The following was released by GFMS and outlines the highlights of its Platinum & Palladium Survey 2011. The summary draws from a briefing given by GFMS chairman Philip Klapwijk in London. For more information and to buy the full report visit www.gfms.co.uk.
Reviewing platinum first, the consultancy sees the metal as having registered a gross surplus of almost 1 million oz. in 2010, which represents an increase of 10% to the highest level in GFMS’ 12-year data series and it was the sixth consecutive year of a gross surplus being recorded. Klapwijk commented, “The core message here therefore is that, despite a decent rise in fabrication demand as the world economy got back on its feet, there was an even greater supply response, partly as a result of firmer platinum prices.”
A key change for demand was the 16% rise in autocatalyst fabrication but the level achieved remained low on pre-crisis volumes due to a sluggish recovery in Europe’s diesel sales plus further thrifting and substitution to palladium. The benefits of an improving economic backdrop were also apparent in GFMS’ figures for offtake by the chemical industry and yet more so the glass sector. In contrast, heavy price-led losses in Chinese jewelry demand fed through to a 17% drop for the global jewelry figure. As for supply, jewelry scrap rose by 30%, while autocatalyst scrap grew by a notable 15% as it returned to a secular growth path, partly as a result of collectors no longer withholding supplies for lengthy periods. In addition, for the first time in four years, mine production in South Africa rose (by 3%), in part due to a release of metal from the process pipeline, and this, plus gains in Zimbabwe, outweighed losses elsewhere to give a global 2% rise in output.

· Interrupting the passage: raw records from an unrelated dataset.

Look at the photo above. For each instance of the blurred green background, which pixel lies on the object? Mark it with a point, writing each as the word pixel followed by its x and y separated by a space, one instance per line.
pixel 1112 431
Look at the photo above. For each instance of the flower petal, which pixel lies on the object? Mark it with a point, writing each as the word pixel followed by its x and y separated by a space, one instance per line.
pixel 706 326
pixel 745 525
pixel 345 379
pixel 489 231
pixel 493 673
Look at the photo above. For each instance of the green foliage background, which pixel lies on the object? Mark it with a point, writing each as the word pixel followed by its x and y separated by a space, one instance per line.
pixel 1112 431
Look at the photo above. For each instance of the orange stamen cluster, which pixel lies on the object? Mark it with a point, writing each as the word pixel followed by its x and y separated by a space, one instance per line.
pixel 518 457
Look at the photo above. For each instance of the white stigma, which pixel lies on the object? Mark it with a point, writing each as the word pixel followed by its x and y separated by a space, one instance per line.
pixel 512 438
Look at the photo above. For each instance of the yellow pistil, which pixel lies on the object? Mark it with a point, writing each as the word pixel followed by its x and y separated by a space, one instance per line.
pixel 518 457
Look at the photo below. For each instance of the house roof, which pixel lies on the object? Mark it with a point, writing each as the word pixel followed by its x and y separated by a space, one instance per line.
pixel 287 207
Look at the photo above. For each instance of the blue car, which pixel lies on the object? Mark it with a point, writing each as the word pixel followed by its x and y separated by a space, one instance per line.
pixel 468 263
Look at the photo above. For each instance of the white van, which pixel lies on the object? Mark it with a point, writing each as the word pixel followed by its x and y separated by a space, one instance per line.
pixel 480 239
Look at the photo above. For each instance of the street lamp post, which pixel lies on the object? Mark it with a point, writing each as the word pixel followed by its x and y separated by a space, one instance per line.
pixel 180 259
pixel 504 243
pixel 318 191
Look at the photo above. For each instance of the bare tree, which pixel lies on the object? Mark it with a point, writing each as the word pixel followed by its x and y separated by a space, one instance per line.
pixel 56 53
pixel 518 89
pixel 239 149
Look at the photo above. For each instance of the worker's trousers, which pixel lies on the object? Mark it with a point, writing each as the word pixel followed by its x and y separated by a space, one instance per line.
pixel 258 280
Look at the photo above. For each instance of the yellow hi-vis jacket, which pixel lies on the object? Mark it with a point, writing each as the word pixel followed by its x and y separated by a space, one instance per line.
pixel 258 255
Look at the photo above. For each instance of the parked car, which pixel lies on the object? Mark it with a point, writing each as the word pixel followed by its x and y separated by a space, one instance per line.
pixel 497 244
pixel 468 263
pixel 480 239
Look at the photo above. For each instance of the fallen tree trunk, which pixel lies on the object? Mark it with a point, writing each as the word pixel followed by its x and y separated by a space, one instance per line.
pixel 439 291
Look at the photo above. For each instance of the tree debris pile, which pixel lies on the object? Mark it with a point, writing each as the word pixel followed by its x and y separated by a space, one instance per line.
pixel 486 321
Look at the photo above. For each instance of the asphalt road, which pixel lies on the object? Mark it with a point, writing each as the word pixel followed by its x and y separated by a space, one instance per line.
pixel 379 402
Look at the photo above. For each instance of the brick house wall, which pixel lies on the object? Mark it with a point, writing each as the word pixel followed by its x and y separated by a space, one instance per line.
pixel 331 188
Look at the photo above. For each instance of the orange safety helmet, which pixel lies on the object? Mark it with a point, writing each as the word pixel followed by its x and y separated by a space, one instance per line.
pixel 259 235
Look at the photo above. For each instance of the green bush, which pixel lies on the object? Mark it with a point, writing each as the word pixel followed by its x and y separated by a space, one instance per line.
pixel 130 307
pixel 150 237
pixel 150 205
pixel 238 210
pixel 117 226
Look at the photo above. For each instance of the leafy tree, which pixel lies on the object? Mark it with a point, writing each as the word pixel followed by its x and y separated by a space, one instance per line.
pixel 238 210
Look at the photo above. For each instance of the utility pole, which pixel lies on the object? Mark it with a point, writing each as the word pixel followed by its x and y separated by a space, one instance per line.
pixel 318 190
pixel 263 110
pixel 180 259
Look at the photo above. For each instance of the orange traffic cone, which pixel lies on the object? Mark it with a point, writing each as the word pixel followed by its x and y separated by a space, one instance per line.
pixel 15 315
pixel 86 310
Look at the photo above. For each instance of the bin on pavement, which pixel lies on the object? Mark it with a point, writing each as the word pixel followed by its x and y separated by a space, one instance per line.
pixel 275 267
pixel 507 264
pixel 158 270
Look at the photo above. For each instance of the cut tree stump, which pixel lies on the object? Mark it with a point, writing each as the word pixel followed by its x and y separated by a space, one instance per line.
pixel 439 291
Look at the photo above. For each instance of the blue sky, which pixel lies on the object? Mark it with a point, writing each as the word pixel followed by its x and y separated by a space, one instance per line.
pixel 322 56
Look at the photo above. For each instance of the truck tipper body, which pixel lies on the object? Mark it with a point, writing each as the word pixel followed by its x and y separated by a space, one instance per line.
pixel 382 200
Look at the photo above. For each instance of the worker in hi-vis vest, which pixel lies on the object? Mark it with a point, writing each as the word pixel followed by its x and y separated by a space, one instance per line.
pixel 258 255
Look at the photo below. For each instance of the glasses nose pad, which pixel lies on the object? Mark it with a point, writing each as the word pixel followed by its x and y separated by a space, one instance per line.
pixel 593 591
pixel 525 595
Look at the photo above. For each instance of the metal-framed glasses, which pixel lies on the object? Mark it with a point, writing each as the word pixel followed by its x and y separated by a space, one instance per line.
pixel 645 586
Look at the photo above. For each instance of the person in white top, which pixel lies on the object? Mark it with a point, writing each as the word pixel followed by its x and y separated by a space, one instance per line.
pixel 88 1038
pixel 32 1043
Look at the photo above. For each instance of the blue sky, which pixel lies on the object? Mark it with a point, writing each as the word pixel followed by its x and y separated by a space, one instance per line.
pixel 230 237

The fact that platinum prices rose in 2010, despite another gross surplus, was attributed to sustained investment, with the launch of the first U.S. platinum exchange-traded fund (ETF) and the marked rise in total ETF holdings singled out. Klapwijk noted, “Platinum, along with the other precious metals, benefited from a range of factors such as low interest rates, inflation fears, Eurozone sovereign debt travails and quantitative easing in the US.”
As for 2011, GFMS is expecting another sizable gross surplus, partly as mine output is set to rise, due mainly to forecast gains in North America, and both jewelry and autocatalyst scrap are also forecast to increase. Demand should also grow but only modestly as disruption in Japan from its recent earthquake, still sluggish European diesel sales and substitution limit autocatalyst needs and as the price constrains jewelry demand. Despite that, Klapwijk stated, “Higher investment on the back of a supportive macroeconomic environment and bullish gold prices should mean we’ll see platinum comfortably north of US$1,900 by year-end.”
The principal change for palladium was its return in 2010 to a substantial gross deficit, which GFMS estimates at just over 550,000 oz. Much of this was due to the 30% or almost 1.2 million-oz. recovery in autocatalyst demand to a 10-year high, chiefly as car sales rebounded, especially in gasoline and therefore palladium-focused markets, but also as a result of substitution within diesel from platinum to palladium. There was also a notable recovery for electronics offtake, again to a 10-year high. Not all was positive for demand as jewelry offtake fell by more than 300,000 oz., due largely to losses in China. On the supply side, GFMS believes that, after three years of losses, mine production rose, by 5%, with most of the gains originating in South Africa (including the release of refining circuit inventory). Autocatalyst scrap also increased, and by more than 20%, as higher prices largely eliminated supply withholding and due to improved recycling efficiencies.
This return to a marked gross deficit and the emergence of the first residual deficit since 2000, contributed to the doubling in palladium’s annual average price, but GFMS also believes that investor interest was critical. Klapwijk added, “We certainly saw some profit taking in the OTC (over-the-counter) market as investors closed out long established positions. However, sentiment was lifted by the launch of the first-ever U.S. ETF and the inflow of over a million ounces into all ETFs over the year was remarkable.” Such support was felt necessary to overcome still substantial disposals from Russian state reserves since, in 2010, GFMS estimates that these sales reached 800,000 oz.
Looking ahead, GFMS preducts palladium will again see a large gross deficit since ongoing, if less dramatic, gains for autocatalyst demand should broadly counter the marked rise in North American mine output and further gains for autocatalyst scrap. Investment in ETFs should also remain significant, if well short of 2010’s impressive volumes. Sales from Russian government reserves should also again feature in 2011, although thereafter only residual volumes were expected as this sales program winds down. However, as the background to broader investment in precious metals remains supportive, the consultancy expects the price to push higher, perhaps reaching US$975 before year-end.